More than 1000 achenes were collected from A. artemisiifolia plants infected with P. ambrosiae in the field in Hungary in 1999, 2003, 2006, 2007 and 2008, in autumn, when achenes are mature. Whenever possible, these achenes were collected from plants with abundant perithecia around the former female inflorescences (Fig. 1f). Approximately half of the achenes were sectioned under a dissecting microscope up to one week after collection. Seed tissues were microscopically examined for the presence of seed-borne hyphae as described above. In addition, DNA was extracted from mixtures of 10 sectioned seeds and PCRs were run with the primer pair P-F/ITS4 as described above, to check the presence of P. ambrosiae in these samples.
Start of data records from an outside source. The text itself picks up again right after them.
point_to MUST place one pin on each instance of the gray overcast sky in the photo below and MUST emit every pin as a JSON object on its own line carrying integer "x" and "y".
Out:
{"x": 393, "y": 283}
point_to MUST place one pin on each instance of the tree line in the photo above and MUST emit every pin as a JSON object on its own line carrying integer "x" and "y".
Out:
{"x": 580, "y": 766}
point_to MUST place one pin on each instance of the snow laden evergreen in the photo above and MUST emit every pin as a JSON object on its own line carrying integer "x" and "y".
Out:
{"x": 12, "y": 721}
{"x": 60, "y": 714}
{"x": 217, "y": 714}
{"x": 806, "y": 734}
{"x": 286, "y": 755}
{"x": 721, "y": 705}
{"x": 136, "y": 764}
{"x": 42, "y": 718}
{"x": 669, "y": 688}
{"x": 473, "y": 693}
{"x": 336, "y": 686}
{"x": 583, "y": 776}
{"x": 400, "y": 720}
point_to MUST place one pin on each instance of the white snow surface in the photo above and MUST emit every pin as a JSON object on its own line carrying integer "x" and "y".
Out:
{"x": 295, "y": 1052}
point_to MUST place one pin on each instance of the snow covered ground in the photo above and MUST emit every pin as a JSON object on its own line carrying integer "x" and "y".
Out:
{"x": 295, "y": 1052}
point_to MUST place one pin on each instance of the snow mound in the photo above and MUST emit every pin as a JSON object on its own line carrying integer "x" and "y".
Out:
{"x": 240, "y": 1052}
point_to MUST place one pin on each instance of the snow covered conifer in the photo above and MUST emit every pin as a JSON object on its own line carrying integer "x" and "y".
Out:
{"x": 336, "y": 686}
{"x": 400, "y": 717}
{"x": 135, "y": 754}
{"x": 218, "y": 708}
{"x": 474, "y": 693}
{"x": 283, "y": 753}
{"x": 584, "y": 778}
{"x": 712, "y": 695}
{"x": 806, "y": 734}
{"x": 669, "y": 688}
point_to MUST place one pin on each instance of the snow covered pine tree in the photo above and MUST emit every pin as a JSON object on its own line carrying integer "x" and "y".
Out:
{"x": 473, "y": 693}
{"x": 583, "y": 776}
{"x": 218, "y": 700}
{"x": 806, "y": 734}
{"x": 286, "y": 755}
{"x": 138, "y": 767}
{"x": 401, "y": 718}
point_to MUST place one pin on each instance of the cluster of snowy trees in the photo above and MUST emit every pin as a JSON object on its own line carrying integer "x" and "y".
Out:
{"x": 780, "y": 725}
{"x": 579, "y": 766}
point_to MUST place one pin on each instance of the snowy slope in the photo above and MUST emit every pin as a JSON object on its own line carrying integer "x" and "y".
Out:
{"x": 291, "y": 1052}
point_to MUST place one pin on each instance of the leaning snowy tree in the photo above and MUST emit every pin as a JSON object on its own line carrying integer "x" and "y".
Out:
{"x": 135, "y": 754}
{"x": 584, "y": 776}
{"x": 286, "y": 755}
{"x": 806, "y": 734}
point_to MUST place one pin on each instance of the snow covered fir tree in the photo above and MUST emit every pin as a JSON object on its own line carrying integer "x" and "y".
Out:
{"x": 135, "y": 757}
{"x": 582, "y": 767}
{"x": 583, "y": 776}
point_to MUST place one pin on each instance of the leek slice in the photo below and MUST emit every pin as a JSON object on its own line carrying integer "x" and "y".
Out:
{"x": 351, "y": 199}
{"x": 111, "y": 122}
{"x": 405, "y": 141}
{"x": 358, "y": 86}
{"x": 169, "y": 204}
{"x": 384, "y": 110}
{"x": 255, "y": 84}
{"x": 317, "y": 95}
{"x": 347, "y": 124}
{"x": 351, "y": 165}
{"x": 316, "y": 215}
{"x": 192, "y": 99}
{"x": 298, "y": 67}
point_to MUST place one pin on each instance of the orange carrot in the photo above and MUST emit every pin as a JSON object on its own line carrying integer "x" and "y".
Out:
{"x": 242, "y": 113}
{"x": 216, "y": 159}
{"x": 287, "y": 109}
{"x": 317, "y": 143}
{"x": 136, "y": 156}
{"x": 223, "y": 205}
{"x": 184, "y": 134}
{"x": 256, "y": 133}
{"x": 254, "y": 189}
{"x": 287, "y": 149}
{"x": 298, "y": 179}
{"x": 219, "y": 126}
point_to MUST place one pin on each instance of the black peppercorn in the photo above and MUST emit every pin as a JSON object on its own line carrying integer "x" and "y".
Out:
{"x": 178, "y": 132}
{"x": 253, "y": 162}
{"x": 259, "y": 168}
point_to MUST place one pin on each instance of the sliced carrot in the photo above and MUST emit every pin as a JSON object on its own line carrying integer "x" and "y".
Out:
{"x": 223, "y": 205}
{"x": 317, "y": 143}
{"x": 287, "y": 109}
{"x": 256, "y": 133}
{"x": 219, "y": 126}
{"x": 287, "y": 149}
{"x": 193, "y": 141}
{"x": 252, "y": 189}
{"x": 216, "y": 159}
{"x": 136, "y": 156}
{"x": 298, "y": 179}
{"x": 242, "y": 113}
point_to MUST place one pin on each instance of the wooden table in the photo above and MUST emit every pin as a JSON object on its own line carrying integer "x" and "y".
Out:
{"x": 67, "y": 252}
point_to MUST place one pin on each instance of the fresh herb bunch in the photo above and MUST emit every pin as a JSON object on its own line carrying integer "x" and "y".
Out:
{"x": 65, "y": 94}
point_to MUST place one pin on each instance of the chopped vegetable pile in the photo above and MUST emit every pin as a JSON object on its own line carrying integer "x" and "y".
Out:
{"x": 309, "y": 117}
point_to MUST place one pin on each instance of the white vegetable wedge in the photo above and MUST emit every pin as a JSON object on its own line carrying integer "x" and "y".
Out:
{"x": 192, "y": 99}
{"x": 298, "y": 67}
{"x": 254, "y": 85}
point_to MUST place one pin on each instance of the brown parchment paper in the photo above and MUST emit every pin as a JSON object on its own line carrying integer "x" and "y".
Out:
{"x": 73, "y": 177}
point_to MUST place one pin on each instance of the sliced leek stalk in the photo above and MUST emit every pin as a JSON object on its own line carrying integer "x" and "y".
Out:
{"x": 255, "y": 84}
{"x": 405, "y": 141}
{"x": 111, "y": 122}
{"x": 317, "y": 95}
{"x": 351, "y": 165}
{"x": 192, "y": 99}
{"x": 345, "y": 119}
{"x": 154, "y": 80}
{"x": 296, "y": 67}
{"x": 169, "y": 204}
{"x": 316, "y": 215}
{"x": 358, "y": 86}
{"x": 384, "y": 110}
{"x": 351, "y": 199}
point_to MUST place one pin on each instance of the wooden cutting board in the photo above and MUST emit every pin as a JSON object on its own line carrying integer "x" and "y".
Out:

A positive DNA sample, as well as a DNA-free negative control were included in PCRs.

The remainder of the achenes were kept at 4–6 °C for 4 months, then germinated on wet filter paper discs in plates exposed to 16 h daily illumination. About half of the seedlings were fixed in either Carnoy’s solution or a 1:1 mixture of acetic acid and absolute ethanol for 2 to 5 d, then rinsed with water, and examined for the presence of seed-borne hyphae with light microscopy. The rest of the seedlings were planted in pots filled with garden soil, one seedling per pot. Pots were kept for 2–3 months in a greenhouse at a day/night temperature regime of 20–25/13–15 °C under natural light conditions. Plants produced in this way were monitored weekly for ascomata on their aerial surfaces and at the end of the experiments asymptomatic leaf and stem segments of 2–3 month old plants were removed from pots, rinsed with water, decolorized in Carnoy’s solution, and examined by light microscopy.

Inoculation experiments

The first experiment was done in October 1999 with five 2-month old potted A. artemisiifolia plants, grown in an experimental greenhouse from achenes collected in Hungary in 1996. An aqueous ascospore suspension, containing 5 × 105 ascospores per ml, was prepared from mucilaginous droplets released by perithecia on field-collected leaves (Supplementary Fig. S4), and collected with glass needles under a dissecting microscope. Leaves of potted plants were inoculated by pipetting 100 µl droplets of the ascospore suspension close to the main veins, one droplet per leaf, as described earlier22. Inoculated plants were placed in a moist chamber for 48 h, then kept in a greenhouse at 20–25 °C under natural light conditions, and observed for at least 8 weeks after inoculations. Five non-inoculated plants served as controls. Ascospore germination (Supplementary Fig. S5), as a proof of ascospore viability, was verified after 24 h incubation of 20 µl suspension used for inoculations on sterile cellophane placed on 1.5% water agar medium61. The experiment was repeated in November 1999, using ascospores collected from potted plants inoculated in October that year (Supplementary Fig. S4); then in December 1999, with ascospores from plants inoculated in November 1999; and then the same experiment was done in October 2008 with ascospores collected from the field that time.